FCP: Telling Tales of Lost Love
You might not have noticed, but… it's tough to be abandoned. Jilted. Passed over.
You're right… it's sad. I was sought after, wooed, and, with the encouragement of those around me, I gave in, and let the passion carry me away. It was a beautiful romance—so many wonderful moments—but now it's all over. I'm left with nothing, tossed aside like last week's braciole.
I'm talkin' about Final Cut Pro.
And I wasn't the only disappointed lover; a lot of you were left at the altar when the latest version, Final Cut Pro X, broke the mold, as well as the entire commercial workflow, for Final Cut editors everywhere.
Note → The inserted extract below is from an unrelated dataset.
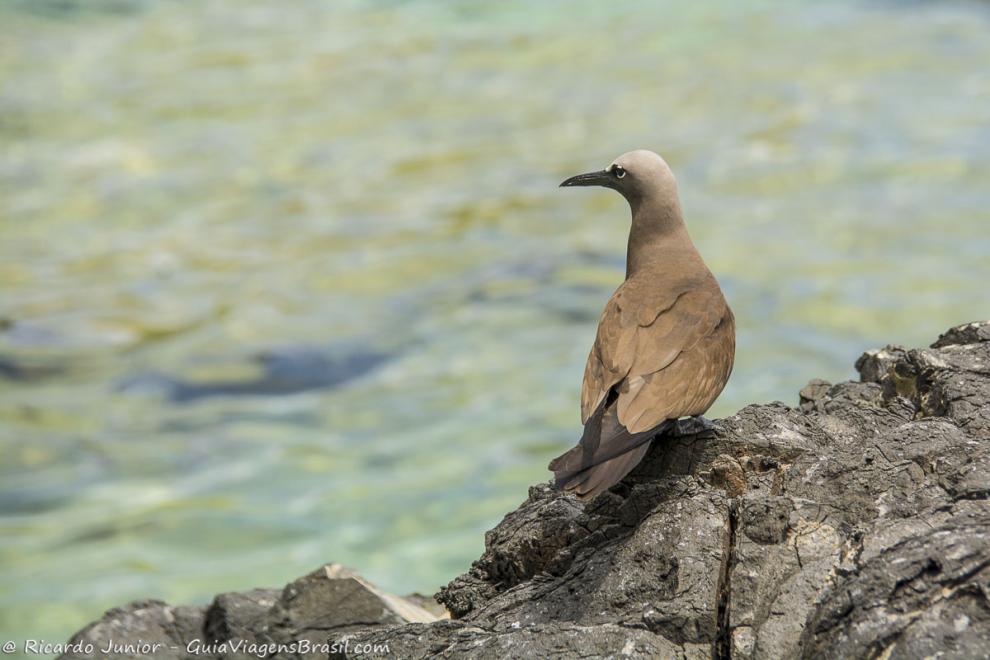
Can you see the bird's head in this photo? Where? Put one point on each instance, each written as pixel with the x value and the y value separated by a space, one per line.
pixel 637 175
I'm not wastin' a Mario Moment on the reasons why it's unusable; I direct your attention, dear reader, to dozens of reviews, hundreds of blog posts, and thousands of hysterical, wailing commenters for that rundown. But it's done. Gone. Kaput.
FLEDGLING ROMANCE
I remember it all like it was only yesterday… (Cue the harp music.)
We'd heard that a certain impudent, brash young head of a computer company (that was before we called him "visionary") had presented himself to the kingpins of the production industry, and had asked them… no, make that "told them"… that he was gonna be their new daddy. That he'd build powerful computers and applications that would take over their industry and revolutionize it. They smiled and said polite things… complimented the turtleneck. And we all looked up from our Avid, Media100 and Pinnacle edit systems, had a big chuckle and looked up the word "hubris" in the dictionary.
But he was a single-minded chap, and in the end, he did what he said he would. He hired developers, bought software companies like NothingReal and locked his staff into their iCubicles until they made the magic happen. And magic it was… last year around this time, Final Cut Studio was, arguably, the dominant suite of production tools for creatives great and small.
Smells like a big success… so why were we abandoned?
THE FIRST BREAKUP
To understand the Big Breakup of 2011 even better, let's join Nellie the Neuron and hop back in the time machine for one more excursion:
The year is 1998, and you're nestled in your little prehistoric Nonlinear Editing Cave. Look around… What sort of equipment do you see? Your Apple PowerMac 9600 is the heart of your edit system, and it's just right for the job. With six PCI slots, you've been able to add a second monitor, a couple of Avid or Media100 video boards and a dual-channel SCSI interface—all the basics.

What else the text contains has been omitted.